Even though the open source initiative Uniswap (UNI) claimed on January 3 that it had successfully completed $1.7 billion in swaps, UNI has had a difficult start to the year. Despite this, since the year’s beginning, the price of UNI has decreased by about 20% in a single week along with a decline in the quantity and number of active addresses.
On-chain analytics back up a pessimistic view of the price of UNI. The combination of growing supply on exchanges and a drop in active addresses and volumes could lead to more selling pressure on the DeFi coin. Unlike other cryptocurrencies in the ecosystem, the DeFi asset has not recovered despite expectations of Spot Bitcoin ETF approval.
Uniswap signal correction for on-chain metrics
On Tuesday, uniswap supply on cryptocurrency exchanges increased to 6.92% of the overall supply, nearly reaching a six-month high. More than $420 million worth of Uniswap tokens were resting on exchange platforms in January, marking an increase in UNI token inflows to exchanges.
Given this steady influx, there will probably be increasing selling pressure on the DeFi asset. The asset’s price usually declines when selling pressure increases. This could account for the 20% decline in UNI’s price over the previous week.

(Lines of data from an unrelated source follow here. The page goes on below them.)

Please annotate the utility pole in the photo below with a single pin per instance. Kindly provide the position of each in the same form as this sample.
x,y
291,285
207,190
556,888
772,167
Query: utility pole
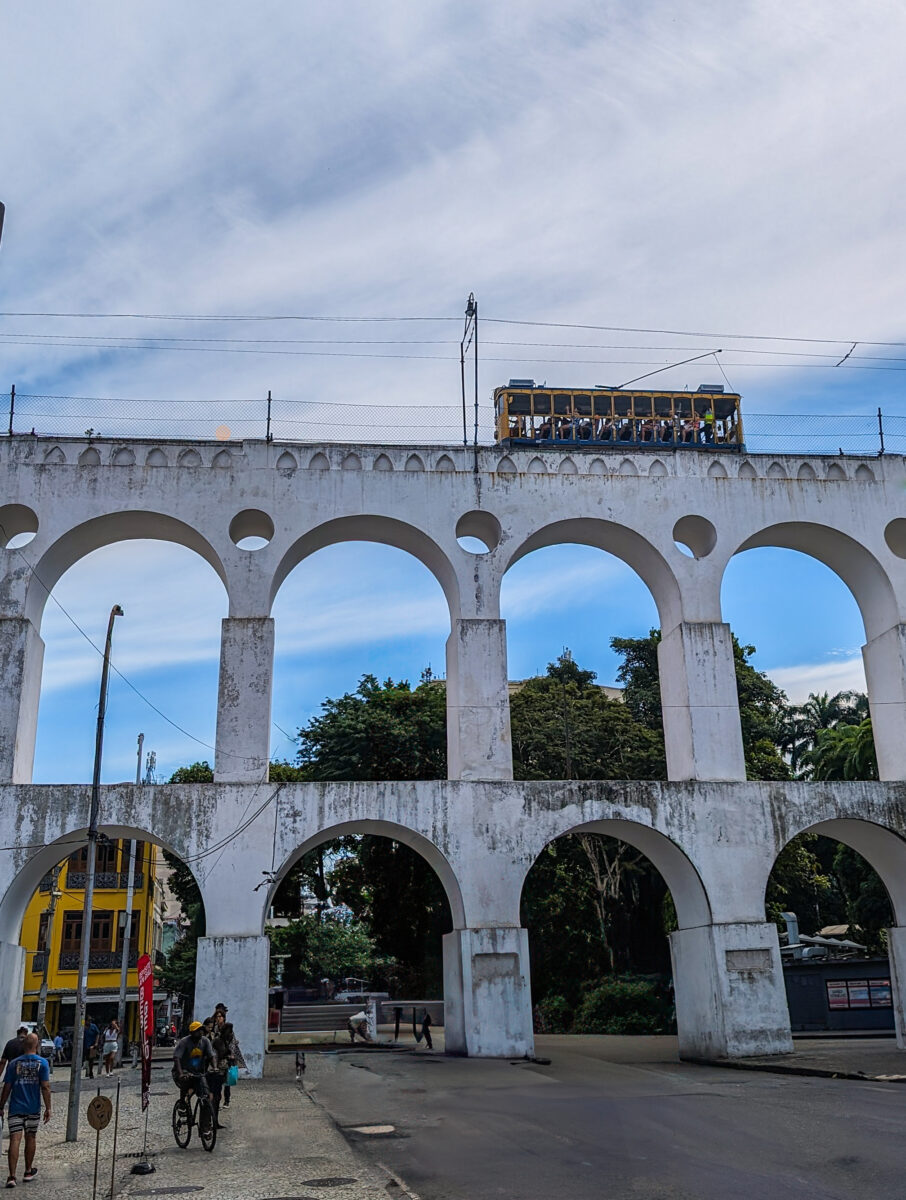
x,y
127,922
72,1110
48,945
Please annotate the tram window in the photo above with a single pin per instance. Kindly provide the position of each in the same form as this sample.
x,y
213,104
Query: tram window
x,y
642,406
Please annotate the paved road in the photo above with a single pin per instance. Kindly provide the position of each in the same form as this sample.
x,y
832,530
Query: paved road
x,y
616,1119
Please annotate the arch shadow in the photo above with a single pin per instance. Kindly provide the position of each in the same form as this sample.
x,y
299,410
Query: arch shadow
x,y
417,841
627,545
857,567
16,899
105,531
690,898
881,847
384,531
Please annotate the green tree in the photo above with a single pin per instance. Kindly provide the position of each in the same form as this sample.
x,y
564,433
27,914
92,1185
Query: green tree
x,y
379,731
762,705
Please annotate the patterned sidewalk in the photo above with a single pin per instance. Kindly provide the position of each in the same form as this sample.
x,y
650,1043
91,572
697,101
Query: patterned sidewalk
x,y
279,1144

Volume and active addresses are two additional on-chain metrics that support the price drop theory. Based on Santiment statistics, both Uniswaps have been going lower since the beginning of January.
These measurements show how relevant an asset is and how much demand there is in the market. In conjunction with the increasing availability of exchange, this reinforces a pessimistic outlook for UNI.
On January 3, $1.7 billion worth of swaps were completed, yet the price of Uniswap did not rise. UNI holders lost 10.68% each month and almost 20% per week. As of this writing, the price of UNI is $6.117 on Binance, representing a 2% decrease in value for the day.